See the trailer for Florian Henckel von Donnersmarck's The Lives of Others
ENTERTAINMENT WEEKLY: It's crazy that the scenario is exactly flip-flopped that he plays the Stasi agent here.
FLORIAN HENCKEL VON DONNERSMARCK: It was strange he was an incredibly courageous man in spirit and in will, but he didn't have the physical constitution of a hero. He was positioned at the Berlin Wall as a sniper during his obligatory military service, and that got to him so much that at age 19, he collapsed on duty with stomach ulcers. He lost half his stomach that was the origin of the ailment that killed him 35 years later.

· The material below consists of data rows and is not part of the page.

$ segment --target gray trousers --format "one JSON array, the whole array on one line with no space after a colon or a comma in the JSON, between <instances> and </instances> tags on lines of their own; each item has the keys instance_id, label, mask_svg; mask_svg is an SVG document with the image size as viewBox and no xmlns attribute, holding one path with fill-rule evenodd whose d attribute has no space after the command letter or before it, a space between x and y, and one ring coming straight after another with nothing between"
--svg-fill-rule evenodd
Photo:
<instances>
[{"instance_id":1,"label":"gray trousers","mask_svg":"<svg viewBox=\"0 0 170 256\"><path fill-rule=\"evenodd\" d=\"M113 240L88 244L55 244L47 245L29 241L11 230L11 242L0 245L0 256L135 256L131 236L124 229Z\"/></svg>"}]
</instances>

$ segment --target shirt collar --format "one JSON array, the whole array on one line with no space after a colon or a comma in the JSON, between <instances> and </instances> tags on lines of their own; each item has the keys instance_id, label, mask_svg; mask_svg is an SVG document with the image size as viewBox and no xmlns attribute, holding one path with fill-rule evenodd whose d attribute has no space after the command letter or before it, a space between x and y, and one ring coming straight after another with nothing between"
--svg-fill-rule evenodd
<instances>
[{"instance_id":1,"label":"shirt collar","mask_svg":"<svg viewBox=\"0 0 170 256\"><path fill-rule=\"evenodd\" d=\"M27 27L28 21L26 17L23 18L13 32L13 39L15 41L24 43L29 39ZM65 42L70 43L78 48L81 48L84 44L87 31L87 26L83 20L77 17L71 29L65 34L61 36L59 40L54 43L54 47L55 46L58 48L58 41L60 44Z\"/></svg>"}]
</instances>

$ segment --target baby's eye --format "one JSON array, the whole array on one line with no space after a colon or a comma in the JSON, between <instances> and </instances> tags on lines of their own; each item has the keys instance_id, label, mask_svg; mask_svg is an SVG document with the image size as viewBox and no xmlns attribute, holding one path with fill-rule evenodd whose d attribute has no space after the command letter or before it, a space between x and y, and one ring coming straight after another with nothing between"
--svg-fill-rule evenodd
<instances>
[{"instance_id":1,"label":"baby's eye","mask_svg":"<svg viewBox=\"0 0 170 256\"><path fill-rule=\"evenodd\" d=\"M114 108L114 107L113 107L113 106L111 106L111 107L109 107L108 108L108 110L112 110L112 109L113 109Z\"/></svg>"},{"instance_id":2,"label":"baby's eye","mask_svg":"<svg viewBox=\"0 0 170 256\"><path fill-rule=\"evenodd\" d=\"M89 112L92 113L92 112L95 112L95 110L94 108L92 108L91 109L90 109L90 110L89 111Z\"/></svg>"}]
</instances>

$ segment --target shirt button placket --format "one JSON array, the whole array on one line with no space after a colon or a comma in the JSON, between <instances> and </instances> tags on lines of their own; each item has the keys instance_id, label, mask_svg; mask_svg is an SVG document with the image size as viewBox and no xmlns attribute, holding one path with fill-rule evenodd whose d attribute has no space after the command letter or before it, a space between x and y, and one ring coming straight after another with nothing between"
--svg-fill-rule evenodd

So it all comes back full circle...
Sometimes I'd ask him, ''Why does all your anxiety always express itself in illness?'' And he said, ''I tend not to be outward going that much. All my emotions go back in.''
How close did you become with Mühe while working with him?
There's no one except possibly my wife, and my children well, probably not even my children that I spent more time with over the past three and half years. We really spent so much time together thinking about the film, making the film, traveling with the film, trying to explain it to people.
After spending so much time with the actor, was there some sort of philosophy that you two shared?
He always had this fear that somehow this is something that we really saw eye-to-eye with that somehow he would just create a film that was good entertainment for the two hours that it lasted, but that was somehow gone the moment went out of the theater. He felt that here, through his performance, he really touched people's hearts.
Not many people knew that he had stomach cancer. Why the secrecy?
It was crazy, I had known for a long time that he was very sick, but he kept this completely secret from everyone, because he said that he did not want to be spared out of pity. He just wanted the undiluted truth when people showed him love for it to be real love, and not something out of pity.
Your film really made Mühe internationally well-known. How do you think he would've liked to be remembered?
This is one thing I think is important: He wanted to be loved as much as every actor does, but at the same time he was willing to take steps that would cost him love just because he knew that they were right.